Фантастика 2025-35 — страница 1154 из 1328

— В каждой долине скрываются турецкие контрабандисты. Они настолько искусно маскируют свои корабли, что разглядеть почти невозможно, — прокомментировал мичман.

Раздали подзорные трубы. Тут же образовалось что-то вроде соревнования под названием «разгляди контрабандиста». Их суденышек тут были десятки, но даже с помощью трубы было крайне сложно понять, где под грудой ветвей, листьев или целого срубленного дерева скрывается судно, а то и два.

— Ночью черкесы зажигают костры на берегу, подавая сигнал судам в море. Если нет патрульных военных кораблей, турки бросаются к берегу. В землю вкопан большой деревянный шпиль. Цепляют за него веревки, и до сотни черкесов, сбежавшихся к месту выгрузки лодки, вытаскивают судно из воды прямо с грузом и парусами и маскируют его.

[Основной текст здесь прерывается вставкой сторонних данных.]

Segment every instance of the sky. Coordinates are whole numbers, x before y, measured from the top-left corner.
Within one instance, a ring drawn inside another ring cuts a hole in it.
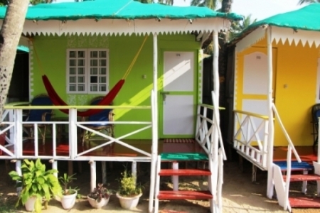
[[[57,2],[74,0],[56,0]],[[190,6],[191,0],[174,0],[174,6]],[[299,0],[233,0],[232,11],[240,15],[251,14],[257,21],[273,15],[299,9],[305,5],[298,6]]]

— Марлинский мне рассказал, — добавил Сафонов, — что они проделывают этот трюк так быстро, что погнавшийся за нарушителем бриг не успеет якорь отдать, а лодка уже на берегу. Или заведена в речушку, которую тут же перегораживают срубленными деревьями.

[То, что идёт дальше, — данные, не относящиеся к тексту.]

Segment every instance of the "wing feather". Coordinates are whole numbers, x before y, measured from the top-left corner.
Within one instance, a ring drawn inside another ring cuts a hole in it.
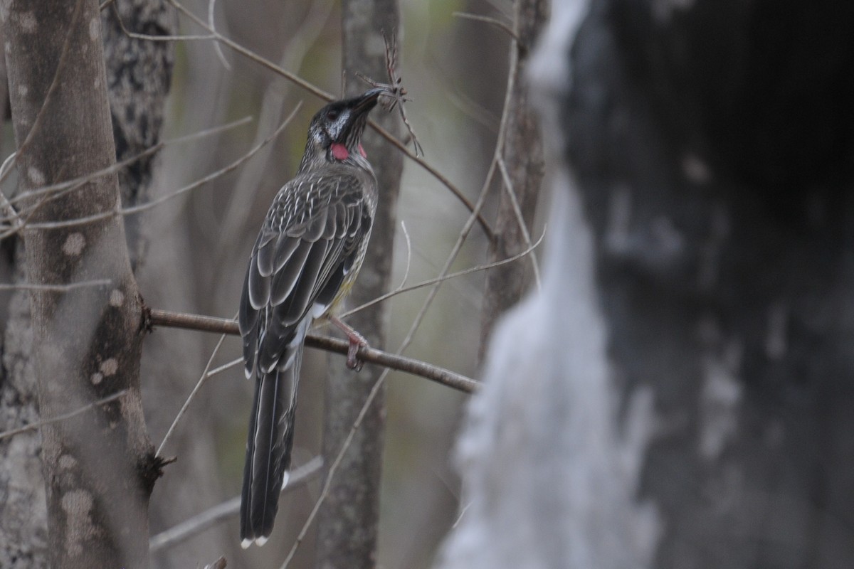
[[[270,373],[307,316],[334,299],[373,212],[353,174],[308,172],[277,195],[253,249],[239,312],[247,374]],[[315,306],[315,305],[318,305]]]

— Турки везут им свинец и порох. А также соль для засолки мяса, которое берут с собой в походы. После каждого подвоза гибнут наши солдаты. За их жизни в ответе не только тот, кто нажал курок, но и тот, кто обеспечил черкесу потребное для выстрела, — сердито промолвил Сережа. — Входим в бухту долины Пшады. Недавно «Ифигения» здесь потопила один корабль, а другой разбила.

Я вгляделся в берег, который меня ждал через полтора месяца.

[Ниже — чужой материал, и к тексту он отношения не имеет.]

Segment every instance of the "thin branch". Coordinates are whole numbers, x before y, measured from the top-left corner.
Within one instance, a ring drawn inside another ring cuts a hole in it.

Рейд был защищен двумя мысами и безопасен для судов. От берегов, густо поросших вековыми деревьями, обвитыми виноградом или лианами, исходила угроза. Казалось, из-за каждого ствола за нами следят чьи-то глаза или наводят ствол ружья. Два турецких судна прятались в густой июльской зелени. Одно имело даже две мачты. Около них суетились черкесы, потрясая винтовками и указывая на нас руками. Вероятно, они ожидали нападения.

Пушечных выстрелов не последовало. Корабли двинулись дальше. Снова потянулись скалистые или залесенные берега. Местами лес был сведен подчистую. Аулы и группы небольших хижин были разбросаны друг от друга на приличном расстоянии.

— Какой богатейший край, и его сторожат эти дикие люди! — вздохнул Сафонов.

— Пока наши корабли не организовали патрули, они и на морской разбой ходили, — рассказал мичман. — У них есть длинные узкие лодки, куда садятся до пятидесяти гребцов. Нападали на торговцев группами по две-три лодки, заходя с разных сторон. Но пушки быстро их отучили баловать.

Мне надоело разглядывать места, которые я никак не мог соотнести с увиденными в моем старом настоящем. Где тут отыщешь Дивноморское с его знаменитыми виноградниками? Я решил потратить время с куда большей пользой.

В моей легенде было два крайне узких места. Я держался на лошади как мешок с салом и ничего не смыслил в хождении под парусом. Если навыки верховой езды можно попробовать взять в Крыму, то с флотской наукой следовало разбираться прямо на пароходе. Отсутствие Спенсера дало отличный шанс восполнить пробелы в знаниях.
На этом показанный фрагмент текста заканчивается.